Bacterial overgrowth of the small intestine, otherwise known as small intestine bacterial overgrowth (SIBO), is a digestive disorder that causes chronic bowel problems and intolerance to carbohydrates. Its main symptoms include excess gas, abdominal bloating, diarrhea and/or constipation, and abdominal pain shortly after a meal.
Both the small intestines and colon naturally house bacteria, creating a balance within your digestive system. The types and amount of bacteria that reside in the small intestine and colon are very different. The colon contains roughly 100,000 times more bacteria than the small intestines. SIBO occurs when the bacteria from colon migrate to the small intestine and because there is a lot of not fully digested food in small intestine, the bacteria multiply and overgrow uncontrollably.
Since the main purpose of the small intestine is to digest and absorb food, any disruption in its role affects the absorption and utilization of nutrients into the body. Thus, if SIBO is left untreated for too long – various nutritional deficiencies may occur. It can manifest as anemia, various vitamins deficiencies (vitamin D and B), calcium malabsorption causing weakening of the bones, etc.
SIBO is often overlooked as a cause of these digestive symptoms because it so closely resembles other disorders. In fact, SIBO is theorized to be the underlying cause of IBS (irritable bowel syndrome), since up to 84% of IBS patients have tested positive for SIBO. SIBO is associated with many other disorders as well, either as an underlying cause or as an aftereffect of the pre-existing condition.

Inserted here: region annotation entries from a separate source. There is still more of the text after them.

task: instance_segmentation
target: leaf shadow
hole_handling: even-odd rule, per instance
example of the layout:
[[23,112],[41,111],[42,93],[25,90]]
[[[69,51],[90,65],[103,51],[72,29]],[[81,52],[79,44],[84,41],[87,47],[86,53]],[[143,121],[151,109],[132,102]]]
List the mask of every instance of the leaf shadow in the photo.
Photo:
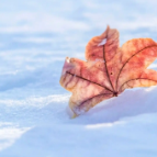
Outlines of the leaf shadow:
[[113,123],[123,117],[157,112],[157,87],[126,90],[117,98],[101,102],[74,123]]

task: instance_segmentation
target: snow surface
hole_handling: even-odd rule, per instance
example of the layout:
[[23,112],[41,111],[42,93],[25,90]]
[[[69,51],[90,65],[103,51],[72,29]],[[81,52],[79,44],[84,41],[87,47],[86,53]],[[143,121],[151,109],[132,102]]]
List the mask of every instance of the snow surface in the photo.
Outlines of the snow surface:
[[[106,25],[121,45],[157,41],[157,1],[0,1],[0,157],[156,157],[157,87],[126,90],[70,120],[66,56]],[[157,68],[155,61],[152,68]]]

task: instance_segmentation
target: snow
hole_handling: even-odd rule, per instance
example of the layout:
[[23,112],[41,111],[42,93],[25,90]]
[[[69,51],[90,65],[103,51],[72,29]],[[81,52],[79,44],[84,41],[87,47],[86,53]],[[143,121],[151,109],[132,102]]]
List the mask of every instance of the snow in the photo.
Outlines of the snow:
[[[67,56],[85,59],[106,25],[121,45],[157,41],[157,1],[0,2],[0,157],[156,157],[157,87],[126,90],[69,119],[59,86]],[[155,61],[149,68],[157,68]]]

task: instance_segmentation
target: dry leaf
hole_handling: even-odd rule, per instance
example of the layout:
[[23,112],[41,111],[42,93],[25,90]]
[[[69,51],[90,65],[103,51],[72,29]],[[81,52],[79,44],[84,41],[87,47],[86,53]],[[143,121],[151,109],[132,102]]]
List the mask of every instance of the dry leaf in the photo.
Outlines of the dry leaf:
[[146,69],[157,57],[157,43],[134,38],[119,47],[117,30],[106,27],[86,47],[87,61],[66,58],[60,85],[72,92],[72,116],[87,112],[102,100],[117,97],[125,89],[157,85],[157,71]]

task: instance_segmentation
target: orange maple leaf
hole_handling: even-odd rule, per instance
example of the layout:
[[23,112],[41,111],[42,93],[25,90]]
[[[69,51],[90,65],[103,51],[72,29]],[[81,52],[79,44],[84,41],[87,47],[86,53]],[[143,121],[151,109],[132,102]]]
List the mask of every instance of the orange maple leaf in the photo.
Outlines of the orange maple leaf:
[[157,71],[146,69],[156,57],[157,43],[152,38],[134,38],[119,47],[119,31],[108,26],[87,44],[87,61],[66,58],[60,85],[72,92],[72,116],[125,89],[157,85]]

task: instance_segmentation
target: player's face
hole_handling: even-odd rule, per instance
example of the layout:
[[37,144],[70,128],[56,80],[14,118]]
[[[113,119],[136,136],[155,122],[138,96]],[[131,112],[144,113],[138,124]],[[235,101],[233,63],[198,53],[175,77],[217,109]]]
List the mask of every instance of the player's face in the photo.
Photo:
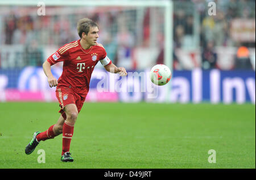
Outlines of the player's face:
[[98,28],[97,27],[90,28],[90,31],[86,37],[86,41],[88,44],[94,45],[96,44],[98,36]]

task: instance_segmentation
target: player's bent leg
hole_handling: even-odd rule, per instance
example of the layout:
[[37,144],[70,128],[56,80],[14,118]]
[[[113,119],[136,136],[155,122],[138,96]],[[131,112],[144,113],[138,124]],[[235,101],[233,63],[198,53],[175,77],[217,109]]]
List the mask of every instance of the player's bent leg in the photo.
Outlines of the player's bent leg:
[[67,116],[63,128],[62,153],[60,160],[63,162],[73,162],[73,159],[70,156],[70,144],[74,132],[74,125],[77,118],[78,110],[76,105],[69,104],[66,105],[64,110]]
[[78,110],[75,104],[69,104],[64,107],[64,110],[67,115],[66,122],[75,124],[77,118]]

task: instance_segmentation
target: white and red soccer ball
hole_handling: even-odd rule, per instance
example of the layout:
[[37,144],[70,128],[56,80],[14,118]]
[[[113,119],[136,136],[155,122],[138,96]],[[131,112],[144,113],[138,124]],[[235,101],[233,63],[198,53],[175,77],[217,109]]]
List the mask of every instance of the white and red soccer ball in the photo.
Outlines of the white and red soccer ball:
[[172,73],[169,68],[163,64],[156,64],[150,70],[150,79],[158,86],[166,85],[171,77]]

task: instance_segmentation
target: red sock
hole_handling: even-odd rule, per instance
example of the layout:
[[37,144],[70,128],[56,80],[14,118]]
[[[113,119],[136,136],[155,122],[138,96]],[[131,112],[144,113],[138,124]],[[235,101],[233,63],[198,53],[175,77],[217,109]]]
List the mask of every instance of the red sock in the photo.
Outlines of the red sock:
[[51,126],[47,131],[40,133],[36,136],[36,140],[39,142],[40,141],[45,141],[49,139],[53,139],[55,137],[55,135],[53,132],[54,124]]
[[65,121],[63,124],[62,136],[62,155],[69,151],[70,143],[74,132],[74,123]]

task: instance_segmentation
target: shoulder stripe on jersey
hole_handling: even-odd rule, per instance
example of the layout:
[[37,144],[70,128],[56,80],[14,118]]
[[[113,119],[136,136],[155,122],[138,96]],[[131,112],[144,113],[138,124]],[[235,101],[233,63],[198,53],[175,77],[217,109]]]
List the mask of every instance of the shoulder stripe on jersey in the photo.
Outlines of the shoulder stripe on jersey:
[[67,50],[68,50],[68,49],[70,49],[70,48],[72,48],[76,47],[77,47],[78,45],[79,45],[79,44],[76,44],[76,45],[71,46],[71,47],[68,47],[68,48],[67,48],[66,49],[64,50],[64,51],[63,51],[62,52],[61,52],[60,54],[62,55],[62,54],[63,54],[65,52],[66,52]]
[[73,47],[73,46],[75,46],[75,45],[78,45],[78,43],[74,44],[73,44],[73,45],[68,45],[68,46],[67,46],[67,47],[65,47],[64,49],[62,49],[61,51],[60,51],[59,52],[60,52],[60,53],[63,54],[63,52],[64,52],[65,51],[66,51],[66,50],[68,49],[69,49],[70,47]]
[[73,45],[75,45],[75,44],[76,44],[76,43],[78,43],[78,42],[77,42],[77,41],[76,41],[76,42],[74,42],[74,43],[69,43],[69,44],[67,44],[66,45],[63,47],[61,48],[60,48],[60,49],[59,49],[59,51],[60,52],[60,51],[64,50],[65,48],[67,48],[68,47],[69,47],[69,46]]
[[103,45],[101,45],[101,44],[97,44],[97,43],[96,43],[96,45],[98,45],[98,46],[100,46],[101,47],[102,47],[102,48],[104,48],[104,49],[105,49],[105,48],[103,47]]

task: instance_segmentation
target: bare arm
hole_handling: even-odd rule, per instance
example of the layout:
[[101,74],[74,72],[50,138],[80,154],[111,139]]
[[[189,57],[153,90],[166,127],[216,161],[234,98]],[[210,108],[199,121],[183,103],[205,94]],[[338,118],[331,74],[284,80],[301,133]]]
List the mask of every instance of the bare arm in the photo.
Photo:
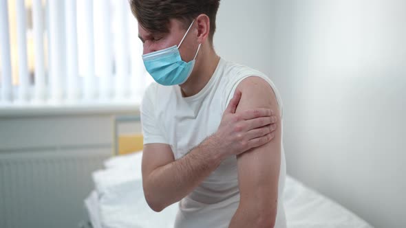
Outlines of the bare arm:
[[[259,77],[244,79],[238,86],[242,98],[238,113],[258,107],[277,111],[275,95],[269,84]],[[279,113],[279,112],[278,112]],[[275,226],[281,159],[281,119],[277,115],[275,139],[237,156],[240,202],[230,228],[270,228]]]
[[[236,93],[217,131],[175,161],[167,144],[146,144],[142,156],[145,198],[156,212],[179,201],[195,189],[228,156],[261,146],[269,140],[272,111],[256,109],[236,114],[241,93]],[[242,139],[244,143],[242,144]]]

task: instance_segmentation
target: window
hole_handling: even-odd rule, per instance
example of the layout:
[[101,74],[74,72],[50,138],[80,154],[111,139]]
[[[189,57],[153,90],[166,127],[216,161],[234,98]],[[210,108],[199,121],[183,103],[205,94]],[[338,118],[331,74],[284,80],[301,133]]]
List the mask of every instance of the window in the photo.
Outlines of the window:
[[151,78],[127,0],[0,5],[0,109],[139,104]]

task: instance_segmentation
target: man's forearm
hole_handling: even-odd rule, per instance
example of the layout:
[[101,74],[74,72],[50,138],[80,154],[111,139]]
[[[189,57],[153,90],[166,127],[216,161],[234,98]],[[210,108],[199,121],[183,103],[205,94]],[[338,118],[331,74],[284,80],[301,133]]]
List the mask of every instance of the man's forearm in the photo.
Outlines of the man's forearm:
[[153,209],[160,211],[180,201],[218,167],[223,157],[214,147],[208,138],[182,158],[147,176],[144,190],[154,202],[156,209]]
[[239,207],[228,228],[273,228],[275,219],[270,219],[270,217],[261,216],[261,212],[254,208]]

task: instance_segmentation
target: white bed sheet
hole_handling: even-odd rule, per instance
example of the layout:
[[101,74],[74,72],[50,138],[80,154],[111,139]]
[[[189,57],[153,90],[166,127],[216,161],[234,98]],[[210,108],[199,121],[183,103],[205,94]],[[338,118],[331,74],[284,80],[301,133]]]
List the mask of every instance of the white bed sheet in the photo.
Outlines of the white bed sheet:
[[[173,227],[178,204],[152,211],[142,192],[142,153],[112,157],[93,174],[95,190],[85,201],[94,228]],[[289,228],[370,228],[365,221],[287,176],[284,194]]]

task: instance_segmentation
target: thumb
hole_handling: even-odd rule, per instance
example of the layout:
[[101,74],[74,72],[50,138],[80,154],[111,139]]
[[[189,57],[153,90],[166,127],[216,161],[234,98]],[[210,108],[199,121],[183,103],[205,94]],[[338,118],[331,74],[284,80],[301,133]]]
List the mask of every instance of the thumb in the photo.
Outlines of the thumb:
[[241,99],[241,91],[239,90],[235,90],[234,93],[234,97],[228,103],[227,108],[226,109],[225,113],[235,113],[235,111],[237,110],[237,106],[238,103],[239,103],[239,100]]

This includes parasites, pancreatic problems, and Crohn’s.
The two major factors contributing to the development of SIBO include insufficient gastric acid secretion and lack of intestinal motility (movement of intestinal content through the lumen). Since both of these mechanisms naturally decline with age, those over 70 years old are especially susceptible. Anything that slows down motility can contribute to overgrowth of bacteria in the small intestine because there is no outlet for the waste.

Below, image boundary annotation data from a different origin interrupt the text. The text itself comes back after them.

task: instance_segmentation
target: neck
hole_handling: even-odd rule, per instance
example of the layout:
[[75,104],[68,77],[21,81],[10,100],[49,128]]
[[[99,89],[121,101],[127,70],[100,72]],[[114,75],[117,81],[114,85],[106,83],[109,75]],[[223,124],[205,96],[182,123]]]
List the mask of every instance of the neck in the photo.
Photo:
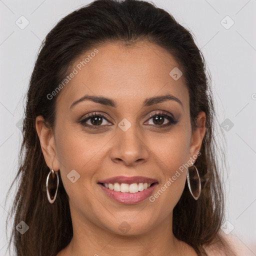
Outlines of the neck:
[[196,255],[174,236],[172,214],[143,234],[138,231],[130,235],[114,234],[80,217],[72,218],[73,237],[58,256],[180,256],[188,252]]

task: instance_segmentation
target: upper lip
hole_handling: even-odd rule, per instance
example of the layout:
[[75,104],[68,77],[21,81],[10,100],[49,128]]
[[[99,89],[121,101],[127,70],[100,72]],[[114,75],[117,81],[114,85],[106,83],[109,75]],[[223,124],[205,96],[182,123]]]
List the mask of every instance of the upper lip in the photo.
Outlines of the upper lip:
[[142,176],[133,176],[128,177],[127,176],[116,176],[108,178],[106,180],[100,180],[98,183],[126,183],[127,184],[132,184],[132,183],[155,183],[158,182],[158,180],[154,178],[143,177]]

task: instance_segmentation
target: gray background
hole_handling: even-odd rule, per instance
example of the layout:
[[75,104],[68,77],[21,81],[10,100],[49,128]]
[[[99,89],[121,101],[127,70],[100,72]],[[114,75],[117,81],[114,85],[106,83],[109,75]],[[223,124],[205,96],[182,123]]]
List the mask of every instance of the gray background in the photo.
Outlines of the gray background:
[[[206,58],[218,110],[219,132],[215,136],[220,145],[226,143],[220,156],[228,162],[222,170],[226,190],[226,219],[229,222],[224,228],[256,255],[256,0],[153,2],[192,32]],[[6,204],[4,201],[17,171],[22,138],[18,122],[36,54],[42,40],[57,22],[90,2],[0,0],[1,256],[6,255],[8,240],[5,222],[13,190]],[[22,16],[29,22],[22,30],[16,24],[18,20],[20,26],[26,24]],[[229,28],[232,20],[234,24]]]

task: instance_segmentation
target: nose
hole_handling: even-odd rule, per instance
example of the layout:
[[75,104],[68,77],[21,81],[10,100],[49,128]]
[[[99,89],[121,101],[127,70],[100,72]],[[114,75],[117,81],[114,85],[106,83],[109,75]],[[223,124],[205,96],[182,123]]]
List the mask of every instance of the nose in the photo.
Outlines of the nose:
[[126,132],[117,128],[117,134],[111,151],[111,159],[116,164],[136,166],[148,160],[148,148],[144,137],[135,125]]

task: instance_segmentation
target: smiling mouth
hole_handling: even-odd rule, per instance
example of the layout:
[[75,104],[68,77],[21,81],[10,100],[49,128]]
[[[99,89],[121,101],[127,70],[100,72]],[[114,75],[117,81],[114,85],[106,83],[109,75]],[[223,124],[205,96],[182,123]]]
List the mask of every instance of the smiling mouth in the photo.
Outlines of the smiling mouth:
[[137,193],[142,192],[158,182],[140,182],[128,184],[127,183],[99,183],[109,190],[123,193]]

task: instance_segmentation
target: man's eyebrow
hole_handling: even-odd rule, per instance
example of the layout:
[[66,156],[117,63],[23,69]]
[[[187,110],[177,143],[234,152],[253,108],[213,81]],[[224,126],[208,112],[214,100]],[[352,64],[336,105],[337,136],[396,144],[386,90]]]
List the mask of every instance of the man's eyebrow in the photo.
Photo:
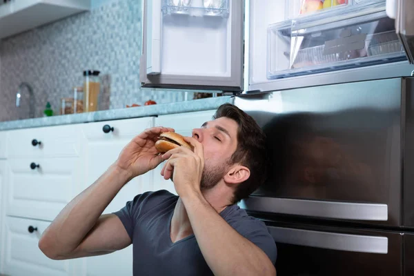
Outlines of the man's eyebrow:
[[219,130],[226,133],[227,135],[227,136],[228,136],[231,139],[231,136],[230,136],[230,133],[228,133],[228,131],[227,131],[227,130],[226,128],[222,128],[220,126],[216,126],[215,128],[217,129],[218,129]]
[[[201,128],[206,127],[208,124],[208,121],[205,122],[204,124],[203,124],[201,125]],[[227,131],[227,130],[226,128],[223,128],[222,126],[215,126],[215,128],[216,128],[217,129],[218,129],[221,132],[224,132],[227,136],[228,136],[231,139],[231,136],[230,135],[230,133],[228,133],[228,131]]]

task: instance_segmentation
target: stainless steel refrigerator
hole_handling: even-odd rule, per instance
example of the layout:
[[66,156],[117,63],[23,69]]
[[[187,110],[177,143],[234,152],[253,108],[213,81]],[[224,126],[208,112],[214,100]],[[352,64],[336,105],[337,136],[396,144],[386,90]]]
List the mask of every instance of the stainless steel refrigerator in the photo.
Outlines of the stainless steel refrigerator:
[[240,206],[277,275],[414,275],[414,78],[237,97],[264,130],[268,181]]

Gastric acids (a hydrochloric acid of the stomach) is another important factor. It helps to break down food and activate digestive enzymes. Without the production of hydrochloric acid or pancreatic enzymes, we can’t digest and sterilize food sufficiently. To help with gastric acid secretion, supplementation with betaine hydrochloride during meals is recommended. People who chronically taking gastric acid suppressing medications are at higher risk to develop SIBO.
If you think you may be suffering from SIBO, please call our office for evaluation. Together we can determine if your condition warrants further assessment. Depending on your particular condition there are several options for treatment: specific diet, probiotics, and natural or pharmaceutical antimicrobials. The longer SIBO is left untreated, the more damage can be done to your body. Although a serious condition, it is treatable once properly diagnosed.